Movie Review: The Girl With the Needle
Movie Review: The Girl With the Needle

Movie Review: The Girl With the Needle

Great movies are a balance between art and entertainment. Most movies tread too far into the “entertainment” category, sucking any and all personality from a film rendering it soulless and pointless. The Girl With the Needle is the rarer other direction. There’s no denying this movie knows what its doing and looks great doing it, but it’s not interested at all in how people are going to feel watching it. Or unwatching it, as this one’s gonna make people push the home button on their Roku or Apple sticks the most in 2024.

We’re down in the dumps immediately, as we learn Karoline (Vic Carmen Sonne) is about to be evicted from her long lived in apartment with her missing WWI POW husband. To survive, she downgrades to a creepier place run by a wretched old landlady (Anna Tulestedt). She’s at least got a friend Frida (Tessa Hoder) and new love interest Jorgen (Joachim Fjelstrup) running the needle shop she works at. But she’s also pregnant, and barely surviving. Desperate one day, she considers the worst…but is stopped by Dagmar (Trine Dyrholm) a mysterious older woman who tells Karoline to come by her candy shop to consider other options for her soon to be born child.

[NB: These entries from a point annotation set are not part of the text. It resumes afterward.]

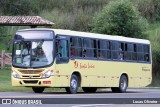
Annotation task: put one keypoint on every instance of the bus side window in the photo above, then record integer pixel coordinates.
(75, 47)
(140, 52)
(89, 48)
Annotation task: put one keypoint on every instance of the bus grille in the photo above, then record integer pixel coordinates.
(30, 71)
(30, 81)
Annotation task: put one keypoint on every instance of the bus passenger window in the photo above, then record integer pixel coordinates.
(75, 47)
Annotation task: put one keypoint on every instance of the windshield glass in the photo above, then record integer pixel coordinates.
(33, 53)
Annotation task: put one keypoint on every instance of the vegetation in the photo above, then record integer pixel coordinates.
(82, 15)
(120, 18)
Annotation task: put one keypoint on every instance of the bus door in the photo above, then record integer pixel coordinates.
(62, 60)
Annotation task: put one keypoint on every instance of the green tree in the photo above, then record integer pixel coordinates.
(120, 18)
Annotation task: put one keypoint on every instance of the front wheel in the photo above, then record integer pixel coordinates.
(73, 85)
(38, 89)
(123, 84)
(89, 89)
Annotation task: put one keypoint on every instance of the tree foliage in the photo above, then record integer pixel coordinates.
(120, 18)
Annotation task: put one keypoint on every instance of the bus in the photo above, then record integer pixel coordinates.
(45, 58)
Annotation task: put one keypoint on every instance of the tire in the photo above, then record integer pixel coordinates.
(89, 89)
(38, 89)
(123, 84)
(74, 84)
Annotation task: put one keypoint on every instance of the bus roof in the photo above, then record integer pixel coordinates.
(93, 35)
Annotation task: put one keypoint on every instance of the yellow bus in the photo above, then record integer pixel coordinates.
(45, 58)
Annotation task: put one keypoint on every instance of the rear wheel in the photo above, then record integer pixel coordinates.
(89, 89)
(123, 84)
(38, 89)
(73, 85)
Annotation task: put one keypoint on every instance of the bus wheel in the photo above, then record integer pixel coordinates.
(38, 89)
(89, 89)
(123, 84)
(73, 85)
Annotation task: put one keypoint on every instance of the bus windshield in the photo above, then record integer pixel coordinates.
(32, 53)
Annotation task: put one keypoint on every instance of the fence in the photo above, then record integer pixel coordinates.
(5, 59)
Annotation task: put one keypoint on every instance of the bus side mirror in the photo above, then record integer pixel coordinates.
(8, 45)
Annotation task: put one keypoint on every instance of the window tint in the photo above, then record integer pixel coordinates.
(140, 53)
(146, 53)
(129, 51)
(89, 48)
(117, 50)
(104, 49)
(76, 47)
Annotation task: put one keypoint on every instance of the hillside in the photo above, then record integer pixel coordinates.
(78, 15)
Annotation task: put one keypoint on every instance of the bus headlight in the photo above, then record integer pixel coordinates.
(15, 74)
(47, 74)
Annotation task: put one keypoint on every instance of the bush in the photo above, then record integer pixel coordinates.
(120, 18)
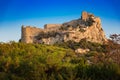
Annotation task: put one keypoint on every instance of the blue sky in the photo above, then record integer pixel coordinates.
(15, 13)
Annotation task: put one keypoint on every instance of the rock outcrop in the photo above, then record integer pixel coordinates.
(87, 27)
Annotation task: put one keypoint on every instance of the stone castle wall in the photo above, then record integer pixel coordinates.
(56, 33)
(28, 33)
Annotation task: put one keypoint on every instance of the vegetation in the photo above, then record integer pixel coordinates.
(20, 61)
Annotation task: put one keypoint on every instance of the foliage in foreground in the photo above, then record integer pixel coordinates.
(19, 61)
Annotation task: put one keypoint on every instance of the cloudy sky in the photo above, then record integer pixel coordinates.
(15, 13)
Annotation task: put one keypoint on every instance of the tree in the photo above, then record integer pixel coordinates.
(115, 38)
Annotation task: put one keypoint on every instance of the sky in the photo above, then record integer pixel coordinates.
(15, 13)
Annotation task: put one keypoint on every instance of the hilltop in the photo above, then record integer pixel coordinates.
(87, 27)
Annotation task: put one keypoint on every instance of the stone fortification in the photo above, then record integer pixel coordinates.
(87, 27)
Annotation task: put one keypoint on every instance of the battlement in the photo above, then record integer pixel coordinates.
(28, 33)
(52, 27)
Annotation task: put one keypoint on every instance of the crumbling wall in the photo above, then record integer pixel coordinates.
(28, 34)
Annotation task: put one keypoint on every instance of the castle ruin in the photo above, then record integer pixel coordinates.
(87, 27)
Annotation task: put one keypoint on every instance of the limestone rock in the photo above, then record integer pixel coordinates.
(87, 27)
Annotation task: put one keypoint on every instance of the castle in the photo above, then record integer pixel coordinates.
(87, 27)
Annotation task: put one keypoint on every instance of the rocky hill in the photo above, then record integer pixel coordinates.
(87, 27)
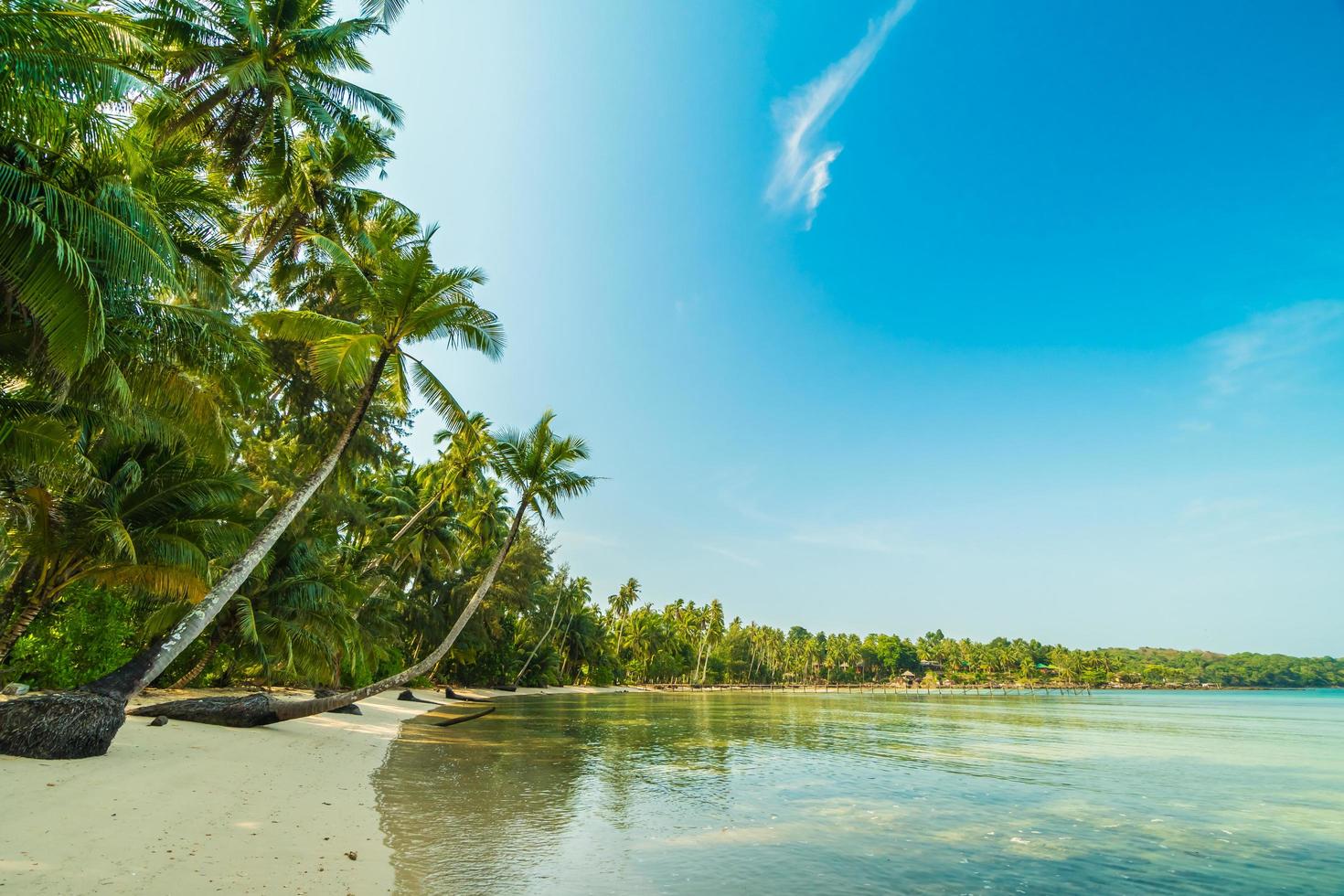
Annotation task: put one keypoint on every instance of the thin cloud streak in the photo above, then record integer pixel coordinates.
(803, 169)
(1273, 349)
(730, 555)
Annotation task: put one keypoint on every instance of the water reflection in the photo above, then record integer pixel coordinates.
(757, 793)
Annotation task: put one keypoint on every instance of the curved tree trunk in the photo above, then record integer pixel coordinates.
(261, 709)
(538, 645)
(200, 666)
(78, 726)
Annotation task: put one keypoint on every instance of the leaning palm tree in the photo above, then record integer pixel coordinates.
(148, 518)
(539, 465)
(405, 300)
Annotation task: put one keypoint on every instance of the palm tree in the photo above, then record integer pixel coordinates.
(403, 301)
(148, 518)
(539, 466)
(620, 603)
(563, 594)
(243, 71)
(319, 192)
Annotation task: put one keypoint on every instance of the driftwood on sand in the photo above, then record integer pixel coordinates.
(457, 720)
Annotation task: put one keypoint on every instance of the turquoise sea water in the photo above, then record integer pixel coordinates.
(1118, 792)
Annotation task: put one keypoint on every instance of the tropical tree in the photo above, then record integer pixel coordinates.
(400, 300)
(539, 465)
(243, 73)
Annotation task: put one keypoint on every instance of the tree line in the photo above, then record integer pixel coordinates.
(211, 344)
(211, 348)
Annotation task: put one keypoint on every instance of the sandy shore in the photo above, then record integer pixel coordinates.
(197, 809)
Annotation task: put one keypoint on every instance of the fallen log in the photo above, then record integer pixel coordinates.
(457, 720)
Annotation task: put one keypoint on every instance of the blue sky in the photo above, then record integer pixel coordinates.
(1003, 318)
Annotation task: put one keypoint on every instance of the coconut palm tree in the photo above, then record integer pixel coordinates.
(148, 518)
(563, 595)
(539, 465)
(405, 300)
(243, 73)
(620, 603)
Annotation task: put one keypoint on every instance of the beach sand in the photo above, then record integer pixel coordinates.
(202, 809)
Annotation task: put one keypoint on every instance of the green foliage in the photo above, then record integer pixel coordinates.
(197, 288)
(91, 633)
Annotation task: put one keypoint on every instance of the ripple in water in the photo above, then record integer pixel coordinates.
(1121, 792)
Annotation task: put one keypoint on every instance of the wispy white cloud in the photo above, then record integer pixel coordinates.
(574, 538)
(730, 555)
(803, 168)
(1273, 351)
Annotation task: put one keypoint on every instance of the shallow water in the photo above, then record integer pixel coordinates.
(1118, 792)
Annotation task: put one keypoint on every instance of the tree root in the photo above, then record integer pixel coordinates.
(65, 724)
(235, 712)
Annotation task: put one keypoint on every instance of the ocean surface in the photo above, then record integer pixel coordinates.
(758, 793)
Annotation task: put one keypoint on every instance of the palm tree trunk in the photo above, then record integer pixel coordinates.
(22, 623)
(149, 664)
(538, 646)
(200, 666)
(261, 709)
(565, 657)
(19, 586)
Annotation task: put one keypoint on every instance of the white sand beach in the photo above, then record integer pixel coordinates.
(202, 809)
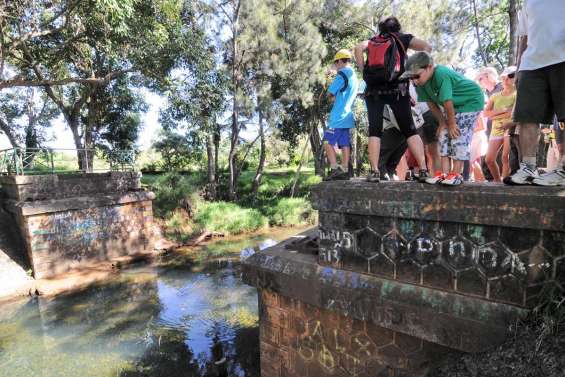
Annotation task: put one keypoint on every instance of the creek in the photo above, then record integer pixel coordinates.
(186, 314)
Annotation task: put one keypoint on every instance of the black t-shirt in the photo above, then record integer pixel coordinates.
(405, 39)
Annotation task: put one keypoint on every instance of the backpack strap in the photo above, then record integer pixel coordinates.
(345, 81)
(399, 42)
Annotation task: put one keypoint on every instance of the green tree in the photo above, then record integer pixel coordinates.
(99, 42)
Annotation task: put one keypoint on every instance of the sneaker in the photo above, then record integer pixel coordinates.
(452, 179)
(554, 177)
(337, 174)
(423, 176)
(523, 176)
(374, 176)
(437, 178)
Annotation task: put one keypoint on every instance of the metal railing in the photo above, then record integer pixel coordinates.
(31, 161)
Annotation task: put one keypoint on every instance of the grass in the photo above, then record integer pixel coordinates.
(184, 213)
(229, 218)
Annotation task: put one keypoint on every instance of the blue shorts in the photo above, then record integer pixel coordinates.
(339, 136)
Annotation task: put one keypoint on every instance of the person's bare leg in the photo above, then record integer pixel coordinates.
(345, 153)
(401, 168)
(417, 148)
(529, 140)
(458, 166)
(445, 165)
(490, 159)
(433, 152)
(374, 150)
(506, 157)
(478, 172)
(330, 152)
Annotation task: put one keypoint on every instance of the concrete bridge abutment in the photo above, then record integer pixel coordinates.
(403, 273)
(70, 221)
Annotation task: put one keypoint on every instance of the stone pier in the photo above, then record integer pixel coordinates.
(69, 221)
(399, 274)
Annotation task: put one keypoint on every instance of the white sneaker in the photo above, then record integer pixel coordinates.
(452, 179)
(437, 178)
(523, 176)
(554, 177)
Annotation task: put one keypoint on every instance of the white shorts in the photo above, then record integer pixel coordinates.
(479, 145)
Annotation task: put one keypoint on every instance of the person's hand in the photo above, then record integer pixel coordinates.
(440, 127)
(453, 131)
(331, 71)
(507, 125)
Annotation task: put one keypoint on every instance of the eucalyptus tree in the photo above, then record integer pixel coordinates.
(92, 44)
(25, 116)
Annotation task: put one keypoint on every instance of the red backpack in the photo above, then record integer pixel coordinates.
(385, 58)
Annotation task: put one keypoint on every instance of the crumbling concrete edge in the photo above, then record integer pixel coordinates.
(465, 323)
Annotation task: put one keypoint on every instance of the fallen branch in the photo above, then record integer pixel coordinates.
(203, 237)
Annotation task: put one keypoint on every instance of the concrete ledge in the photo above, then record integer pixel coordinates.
(449, 319)
(41, 187)
(77, 203)
(489, 204)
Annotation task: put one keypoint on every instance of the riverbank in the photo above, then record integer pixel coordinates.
(184, 212)
(175, 257)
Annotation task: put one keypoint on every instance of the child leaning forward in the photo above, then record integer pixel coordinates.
(456, 103)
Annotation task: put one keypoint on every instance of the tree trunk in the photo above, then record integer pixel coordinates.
(74, 124)
(317, 151)
(211, 166)
(262, 154)
(8, 132)
(478, 33)
(217, 139)
(233, 153)
(513, 16)
(359, 155)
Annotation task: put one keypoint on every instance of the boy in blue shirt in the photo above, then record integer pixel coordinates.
(343, 91)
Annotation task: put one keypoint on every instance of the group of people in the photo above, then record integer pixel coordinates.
(450, 108)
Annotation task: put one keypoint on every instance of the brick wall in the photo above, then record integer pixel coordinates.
(300, 340)
(61, 241)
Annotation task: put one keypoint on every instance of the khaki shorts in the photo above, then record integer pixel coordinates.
(540, 95)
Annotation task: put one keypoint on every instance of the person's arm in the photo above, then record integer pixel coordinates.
(438, 114)
(522, 45)
(495, 114)
(358, 52)
(417, 44)
(451, 123)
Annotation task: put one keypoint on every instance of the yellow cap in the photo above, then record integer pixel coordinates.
(342, 54)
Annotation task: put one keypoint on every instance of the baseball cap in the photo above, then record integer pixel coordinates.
(508, 71)
(415, 62)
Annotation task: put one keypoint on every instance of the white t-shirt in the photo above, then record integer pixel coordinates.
(543, 21)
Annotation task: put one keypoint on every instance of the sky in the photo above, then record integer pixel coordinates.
(60, 136)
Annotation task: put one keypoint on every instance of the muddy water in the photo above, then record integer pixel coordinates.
(187, 315)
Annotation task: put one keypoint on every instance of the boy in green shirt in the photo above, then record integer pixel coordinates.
(456, 103)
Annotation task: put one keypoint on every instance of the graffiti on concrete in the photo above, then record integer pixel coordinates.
(332, 243)
(74, 234)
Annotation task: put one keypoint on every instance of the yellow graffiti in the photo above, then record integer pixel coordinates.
(308, 356)
(352, 365)
(363, 345)
(338, 348)
(326, 358)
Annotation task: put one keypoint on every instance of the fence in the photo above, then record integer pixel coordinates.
(31, 161)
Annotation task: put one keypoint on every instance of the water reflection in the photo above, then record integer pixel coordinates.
(184, 317)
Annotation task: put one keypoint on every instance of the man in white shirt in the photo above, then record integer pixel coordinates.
(540, 85)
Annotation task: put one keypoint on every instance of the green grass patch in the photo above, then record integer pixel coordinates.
(229, 218)
(291, 212)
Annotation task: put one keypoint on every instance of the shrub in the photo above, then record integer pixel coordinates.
(229, 218)
(292, 212)
(172, 191)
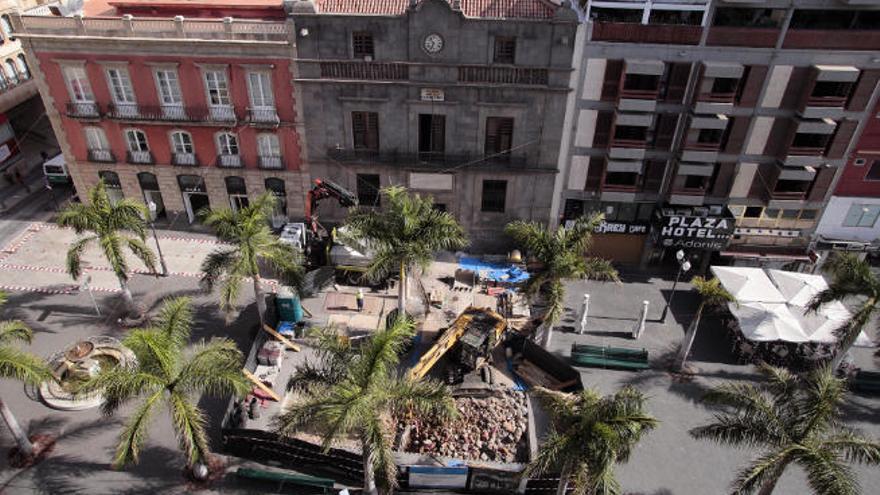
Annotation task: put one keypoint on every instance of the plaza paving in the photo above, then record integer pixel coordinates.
(668, 461)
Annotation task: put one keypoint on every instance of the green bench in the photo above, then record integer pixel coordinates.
(867, 382)
(288, 479)
(609, 357)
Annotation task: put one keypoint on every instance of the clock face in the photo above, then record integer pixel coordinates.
(433, 43)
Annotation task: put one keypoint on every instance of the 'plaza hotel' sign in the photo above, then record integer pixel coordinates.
(695, 230)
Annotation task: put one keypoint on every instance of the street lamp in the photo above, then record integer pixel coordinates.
(153, 208)
(683, 266)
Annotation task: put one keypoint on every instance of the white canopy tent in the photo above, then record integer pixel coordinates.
(762, 298)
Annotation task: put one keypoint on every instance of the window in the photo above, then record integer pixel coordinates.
(494, 196)
(227, 144)
(23, 69)
(809, 140)
(432, 134)
(120, 86)
(78, 84)
(217, 87)
(169, 87)
(268, 145)
(368, 189)
(861, 215)
(641, 82)
(260, 90)
(6, 26)
(621, 179)
(365, 130)
(744, 17)
(499, 136)
(679, 17)
(362, 44)
(873, 171)
(136, 140)
(96, 139)
(505, 50)
(182, 147)
(11, 70)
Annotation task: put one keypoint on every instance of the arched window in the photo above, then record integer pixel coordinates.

Writer director Magnus von Horn knows the bleak journey we’re about to go on, so he does the best he can to prepare us just how deep into the pits of hell we’re about to go. Black and white cinematography makes sense, immediately removing any sense of color and hope for poor Karoline. The scenes are still beautiful like our protagonist, but foggy and hazy around the edges, as the darkness creeps in. All the places of work and apartments are awash in black, not even grey, meaning no matter where Karoline goes, she’s trapped in darkness. The story then takes us step by step, further and further than we ever thought we’d go. There’s hidden hook ups in the alleys, leading to glimmers of hope – dashed by societal conventions. Now we have to go further: Karoline’s life is now spent around the circus, with damaged people that leave her in immediate peril as well as all her already long term hopelessness. All leading to the fateful decision the foreboding title portends…only to be pulled back by Dagmar.

And, get this, that’s the super happy fun time part of The Girl With the Needle. Dagmar’s candy shop resets, but also wrong foots, the audience into thinking this place, while flawed, is perfect for our flawed damaged Karoline, hoping to find some new start of some kind. The warning signs are there: Dagmar’s terse demeanor, reliance on opiates and ether to get through the day, young Erena’s (Avo Knox Martin) inhuman reactions to other desperate women like Karoline. These creeping doubts push Karoline to seek out answers. And then it happens. It’s one of those unforgivable movie sins that you’ll go with or shut out immediately. And worse, The Girl With the Needle reveals that this is the point of the movie, if not justifying, making people sympathize with what is actually happening here. After IT happens (and you’ll know immediately), I felt every good thing flee my body, leaving me in a fugue state for the rest of the movie. That unfeeling is not only scary but gross, and, and I cannot stress this enough, the POINT of The Girl With the Needle.

So prepare yourself accordingly to watch this “morality” play. Watch it early evening after dinner is digesting, but with enough time to decompress before you go right to sleep (between 7 and 8 PM start). Make sure you’re alone watching it, and you have someone you trust on a hotline to vent which you might need to do. Because by the end, you’ll be watching pure unadulterated art, in all its grotesque, worst case scenario for the sake of understanding and ickily, empathy. I don’t need watch The Girl With the Needle again, and if you ask me to watch it with you, I’m going to say no. But I will be your on call friend if you need it.